BYO ML-assisted labelling tool on Colab and try your hand at a game-changing no-code data labeling tool from Datature
Top 3 takeaways after reading this post:
- How to create your own machine learning labelling tool using PixelLib on Colab.
- Discover how Intellibrush can help you accomplish better labels, faster and without any code.
- Key considerations when deciding on building vs buying an AI-enabled data-labelling tool
The typical data science product development process is as follows:
As part of the whole product pipeline, data labelling takes up most of the time. When it comes to data labelling, we engage human annotators to help label a large collection of unstructured data like images or text. Companies that are less concerned about privacy may outsource their labelling efforts to third-party labellers. However, in the event the labelled data involves sensitive data such as a customer’s personal information or company IP, outsourcing is no longer an option and companies are faced with setting up their own data labelling team in-house which presents a whole new set of challenges.
Teams usually comprise multiple data labelers as well as a data engineer, where labelers are responsible for annotating data and ensuring that data is cleaned and ready to be ingested for model training.

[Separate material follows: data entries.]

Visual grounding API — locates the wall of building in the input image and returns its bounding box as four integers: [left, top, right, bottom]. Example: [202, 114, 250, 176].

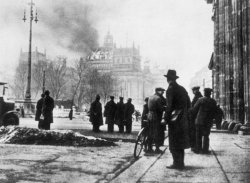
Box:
[207, 0, 250, 123]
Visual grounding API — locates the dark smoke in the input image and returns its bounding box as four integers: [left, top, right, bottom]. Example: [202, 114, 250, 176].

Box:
[40, 0, 98, 56]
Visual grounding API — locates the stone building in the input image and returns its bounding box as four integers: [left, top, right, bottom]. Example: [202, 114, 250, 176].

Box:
[206, 0, 250, 123]
[87, 33, 162, 108]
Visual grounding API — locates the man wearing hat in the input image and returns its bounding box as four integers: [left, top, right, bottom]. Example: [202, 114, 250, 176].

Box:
[115, 97, 125, 133]
[104, 96, 116, 133]
[141, 97, 149, 128]
[189, 86, 202, 151]
[124, 98, 135, 133]
[148, 88, 165, 153]
[164, 70, 191, 169]
[42, 90, 54, 130]
[191, 88, 216, 154]
[89, 95, 103, 132]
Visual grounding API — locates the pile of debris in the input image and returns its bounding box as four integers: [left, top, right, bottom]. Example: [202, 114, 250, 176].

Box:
[0, 126, 116, 147]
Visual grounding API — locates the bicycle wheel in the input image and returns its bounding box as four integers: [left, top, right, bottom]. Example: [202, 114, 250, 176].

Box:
[134, 128, 146, 158]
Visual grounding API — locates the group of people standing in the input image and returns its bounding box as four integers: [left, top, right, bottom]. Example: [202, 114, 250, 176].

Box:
[89, 95, 135, 133]
[35, 90, 54, 130]
[142, 70, 222, 169]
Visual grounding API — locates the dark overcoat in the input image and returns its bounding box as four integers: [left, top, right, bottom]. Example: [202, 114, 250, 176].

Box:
[189, 92, 202, 148]
[148, 94, 164, 144]
[89, 100, 103, 126]
[43, 96, 54, 124]
[192, 96, 217, 129]
[35, 98, 43, 121]
[165, 82, 191, 151]
[104, 100, 116, 124]
[141, 104, 149, 127]
[124, 102, 135, 124]
[115, 101, 125, 125]
[191, 92, 203, 107]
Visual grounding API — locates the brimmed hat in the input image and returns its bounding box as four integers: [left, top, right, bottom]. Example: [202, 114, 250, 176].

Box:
[192, 86, 200, 90]
[164, 69, 179, 79]
[155, 87, 165, 91]
[204, 88, 213, 93]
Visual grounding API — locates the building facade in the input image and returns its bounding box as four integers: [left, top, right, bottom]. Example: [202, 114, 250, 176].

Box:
[207, 0, 250, 123]
[87, 33, 164, 109]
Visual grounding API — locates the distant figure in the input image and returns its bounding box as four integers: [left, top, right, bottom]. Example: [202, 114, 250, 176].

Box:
[21, 106, 25, 118]
[164, 70, 191, 169]
[115, 97, 125, 133]
[124, 98, 135, 133]
[104, 96, 116, 133]
[141, 97, 149, 128]
[42, 90, 54, 130]
[35, 94, 45, 129]
[89, 95, 103, 133]
[215, 105, 225, 130]
[69, 107, 73, 120]
[148, 88, 165, 153]
[189, 86, 202, 151]
[192, 88, 217, 154]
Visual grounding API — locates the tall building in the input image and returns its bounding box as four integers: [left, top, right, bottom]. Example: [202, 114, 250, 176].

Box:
[87, 33, 164, 109]
[207, 0, 250, 123]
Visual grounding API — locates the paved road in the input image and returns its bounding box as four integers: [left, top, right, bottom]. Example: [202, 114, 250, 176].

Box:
[112, 133, 250, 183]
[20, 118, 140, 131]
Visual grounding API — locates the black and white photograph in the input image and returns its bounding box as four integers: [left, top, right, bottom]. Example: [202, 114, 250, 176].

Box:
[0, 0, 250, 183]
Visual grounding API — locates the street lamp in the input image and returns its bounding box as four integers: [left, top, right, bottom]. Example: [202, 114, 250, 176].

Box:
[23, 0, 38, 100]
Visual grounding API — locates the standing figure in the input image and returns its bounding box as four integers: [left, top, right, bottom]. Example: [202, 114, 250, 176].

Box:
[141, 97, 149, 128]
[148, 88, 165, 153]
[89, 95, 103, 132]
[69, 107, 73, 120]
[191, 88, 216, 154]
[115, 97, 125, 133]
[43, 90, 54, 130]
[189, 86, 202, 151]
[214, 105, 225, 130]
[124, 98, 135, 133]
[104, 96, 116, 133]
[164, 70, 191, 169]
[35, 94, 45, 129]
[21, 106, 25, 118]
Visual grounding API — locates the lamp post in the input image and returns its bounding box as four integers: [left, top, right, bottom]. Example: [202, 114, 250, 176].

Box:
[23, 0, 38, 100]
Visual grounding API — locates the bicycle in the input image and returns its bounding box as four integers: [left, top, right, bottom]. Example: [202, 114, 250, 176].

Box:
[134, 121, 168, 158]
[134, 126, 148, 158]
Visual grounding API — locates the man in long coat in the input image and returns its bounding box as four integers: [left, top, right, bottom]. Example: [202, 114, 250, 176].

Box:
[35, 94, 45, 129]
[189, 86, 202, 151]
[164, 70, 191, 169]
[43, 90, 54, 130]
[104, 96, 116, 133]
[141, 97, 149, 128]
[115, 97, 125, 133]
[148, 88, 165, 153]
[89, 95, 103, 132]
[192, 88, 216, 154]
[124, 98, 135, 133]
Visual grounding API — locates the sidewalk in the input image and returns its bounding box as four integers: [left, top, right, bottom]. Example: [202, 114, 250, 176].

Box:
[112, 132, 250, 183]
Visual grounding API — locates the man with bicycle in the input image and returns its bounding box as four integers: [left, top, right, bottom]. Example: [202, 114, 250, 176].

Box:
[147, 88, 165, 153]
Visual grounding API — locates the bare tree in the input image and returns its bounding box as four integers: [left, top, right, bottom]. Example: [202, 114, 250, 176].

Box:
[46, 57, 67, 99]
[32, 60, 48, 98]
[11, 62, 28, 99]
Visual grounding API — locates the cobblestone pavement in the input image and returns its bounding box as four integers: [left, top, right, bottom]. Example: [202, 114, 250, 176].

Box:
[0, 142, 134, 183]
[112, 132, 250, 183]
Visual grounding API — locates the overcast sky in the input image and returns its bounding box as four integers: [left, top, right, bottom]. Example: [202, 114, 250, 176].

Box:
[0, 0, 213, 86]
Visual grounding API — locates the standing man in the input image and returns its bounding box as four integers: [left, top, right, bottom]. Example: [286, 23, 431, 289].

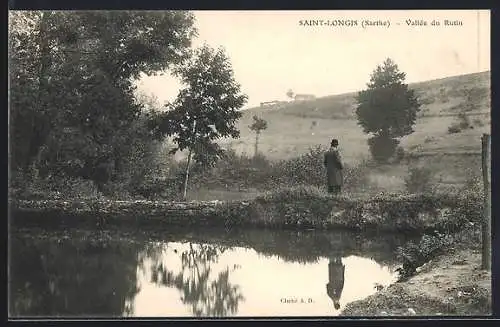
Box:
[324, 139, 344, 194]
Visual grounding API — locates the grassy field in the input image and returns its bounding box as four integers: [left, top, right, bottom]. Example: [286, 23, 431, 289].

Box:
[225, 72, 490, 161]
[166, 72, 491, 200]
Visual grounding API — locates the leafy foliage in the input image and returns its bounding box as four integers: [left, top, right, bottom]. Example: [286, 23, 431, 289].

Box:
[151, 45, 247, 166]
[9, 11, 196, 195]
[249, 115, 267, 156]
[356, 58, 420, 160]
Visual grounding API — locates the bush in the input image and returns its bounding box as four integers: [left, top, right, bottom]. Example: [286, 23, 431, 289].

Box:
[405, 167, 433, 193]
[457, 112, 471, 130]
[268, 146, 326, 187]
[448, 124, 462, 134]
[394, 146, 406, 162]
[368, 136, 399, 163]
[396, 233, 454, 281]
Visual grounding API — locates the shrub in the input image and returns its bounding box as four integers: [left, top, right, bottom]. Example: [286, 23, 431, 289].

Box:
[457, 112, 471, 130]
[368, 136, 399, 163]
[396, 232, 454, 281]
[394, 146, 406, 162]
[448, 124, 462, 134]
[405, 167, 433, 193]
[268, 146, 326, 187]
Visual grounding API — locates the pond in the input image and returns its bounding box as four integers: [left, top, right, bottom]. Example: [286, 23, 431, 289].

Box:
[9, 228, 416, 317]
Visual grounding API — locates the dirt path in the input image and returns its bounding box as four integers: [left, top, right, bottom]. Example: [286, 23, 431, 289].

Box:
[342, 249, 491, 316]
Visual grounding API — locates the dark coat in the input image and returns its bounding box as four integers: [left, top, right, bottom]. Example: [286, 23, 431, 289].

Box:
[324, 148, 344, 186]
[326, 260, 345, 302]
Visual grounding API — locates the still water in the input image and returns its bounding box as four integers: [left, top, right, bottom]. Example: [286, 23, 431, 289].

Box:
[9, 229, 412, 317]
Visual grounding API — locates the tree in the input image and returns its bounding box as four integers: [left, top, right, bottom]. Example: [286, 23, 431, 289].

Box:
[248, 115, 267, 157]
[151, 45, 247, 198]
[9, 11, 196, 192]
[356, 58, 420, 162]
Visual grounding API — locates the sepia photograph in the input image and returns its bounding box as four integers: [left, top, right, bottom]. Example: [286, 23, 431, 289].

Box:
[7, 10, 492, 320]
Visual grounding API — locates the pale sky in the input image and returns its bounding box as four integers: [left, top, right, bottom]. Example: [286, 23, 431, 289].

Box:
[138, 10, 490, 107]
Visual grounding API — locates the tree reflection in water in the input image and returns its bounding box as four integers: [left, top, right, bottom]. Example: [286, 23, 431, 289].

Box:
[146, 243, 244, 317]
[9, 235, 139, 317]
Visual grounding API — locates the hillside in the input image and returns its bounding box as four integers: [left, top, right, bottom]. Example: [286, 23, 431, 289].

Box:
[222, 71, 491, 161]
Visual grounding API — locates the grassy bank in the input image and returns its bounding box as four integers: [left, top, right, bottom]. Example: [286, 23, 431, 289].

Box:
[11, 187, 482, 233]
[342, 247, 492, 316]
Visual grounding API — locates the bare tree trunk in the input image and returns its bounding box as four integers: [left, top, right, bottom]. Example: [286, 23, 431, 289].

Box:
[32, 12, 51, 180]
[182, 120, 196, 201]
[481, 134, 491, 270]
[253, 131, 260, 157]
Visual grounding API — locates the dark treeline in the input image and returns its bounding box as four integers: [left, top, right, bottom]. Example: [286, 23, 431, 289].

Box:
[9, 11, 246, 201]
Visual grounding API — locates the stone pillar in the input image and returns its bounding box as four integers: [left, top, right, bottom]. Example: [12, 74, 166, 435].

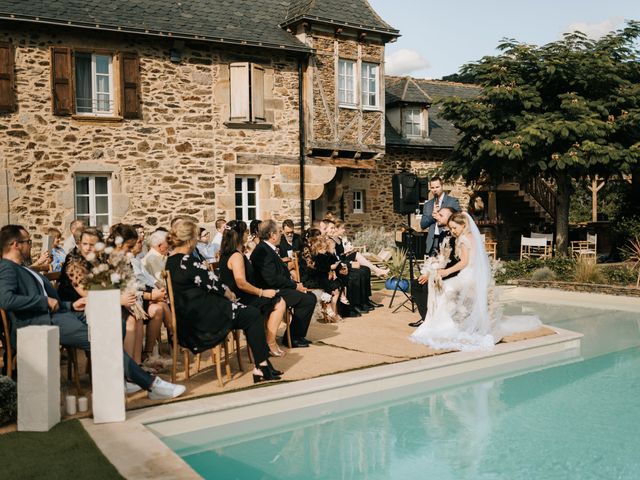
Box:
[86, 290, 126, 423]
[17, 325, 60, 432]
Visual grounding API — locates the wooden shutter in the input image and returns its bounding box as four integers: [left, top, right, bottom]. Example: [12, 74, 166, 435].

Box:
[251, 64, 265, 122]
[0, 42, 16, 113]
[229, 62, 249, 122]
[120, 53, 142, 118]
[51, 47, 75, 115]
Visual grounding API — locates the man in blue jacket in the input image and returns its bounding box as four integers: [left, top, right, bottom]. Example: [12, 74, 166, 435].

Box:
[0, 225, 185, 400]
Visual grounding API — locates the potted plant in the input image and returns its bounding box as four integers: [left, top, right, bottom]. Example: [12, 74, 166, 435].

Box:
[384, 248, 409, 292]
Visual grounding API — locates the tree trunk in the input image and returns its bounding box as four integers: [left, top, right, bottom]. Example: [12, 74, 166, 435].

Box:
[630, 167, 640, 214]
[556, 172, 571, 257]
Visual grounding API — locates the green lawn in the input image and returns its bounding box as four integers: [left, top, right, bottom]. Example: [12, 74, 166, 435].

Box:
[0, 420, 123, 480]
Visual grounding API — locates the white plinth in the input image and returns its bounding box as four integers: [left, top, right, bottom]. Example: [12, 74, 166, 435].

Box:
[17, 326, 60, 432]
[86, 290, 126, 423]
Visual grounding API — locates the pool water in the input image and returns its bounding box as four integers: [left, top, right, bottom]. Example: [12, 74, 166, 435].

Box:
[162, 303, 640, 480]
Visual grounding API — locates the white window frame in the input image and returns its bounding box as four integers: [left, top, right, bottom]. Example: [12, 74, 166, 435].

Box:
[234, 175, 260, 223]
[73, 51, 116, 117]
[229, 62, 266, 123]
[360, 62, 380, 110]
[337, 58, 358, 108]
[353, 190, 364, 213]
[402, 107, 424, 138]
[73, 173, 113, 227]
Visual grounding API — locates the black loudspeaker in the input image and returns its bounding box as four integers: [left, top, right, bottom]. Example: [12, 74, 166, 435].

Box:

The data engineer, on the other hand, must be familiar with the end use-case of the machine learning application to provide a high overview of label consistency and benchmarks to be met by the labelers as well as ensure that biases are kept to a minimum. They may do so by setting up a labeling guide or performing consensus checking across different labelers to establish a baseline standard — because after all, garbage in is garbage out, and in this case, the performance of a machine learning model like an object detector heavily depends on the quality of labeled data.
But how can AI help label data especially for use cases such as drug research which requires a highly skilled and trained research scientist? This is where AI-enabled tools come into play where traditional statistical models are used in conjunction with pre-trained machine learning models to expedite the annotation process. An example of an AI-enabled labeling tool is IntelliBrush and as seen in the video below, a pixel-perfect mask annotation is done in a single click and is more than 10x faster compared to a regular non-AI enabled tool!
Now that we have seen the capabilities of an AI-enabled tool, let’s try and build our very own ML-assisted tool. To illustrate, I am going to use image segmentation as an example. The same concept can be applied to other machine learning tasks as well.
Here, we will be using Colab and PixelLib. The article below provided me with the inspiration to build an image segmentation tool on Colab and use PixelLib to quickly segment objects in the images.
Overview
Here is a summary of the whole pipeline. In the normal pipeline, human annotators can examine the images directly via a labelling interface. In order to make machine learning part of the labelling process, we must add a module called ML Assisted Labelling Module that enables user modifications of the machine-predicted labels directly on the labelling interface.
Image Segmentation Model
This demo will use PixelLib, a library for segmenting objects in images and videos. I chose PixelLib because it is easy to use and it provides rapid detection, which helps reduce time spent on the ML Inference.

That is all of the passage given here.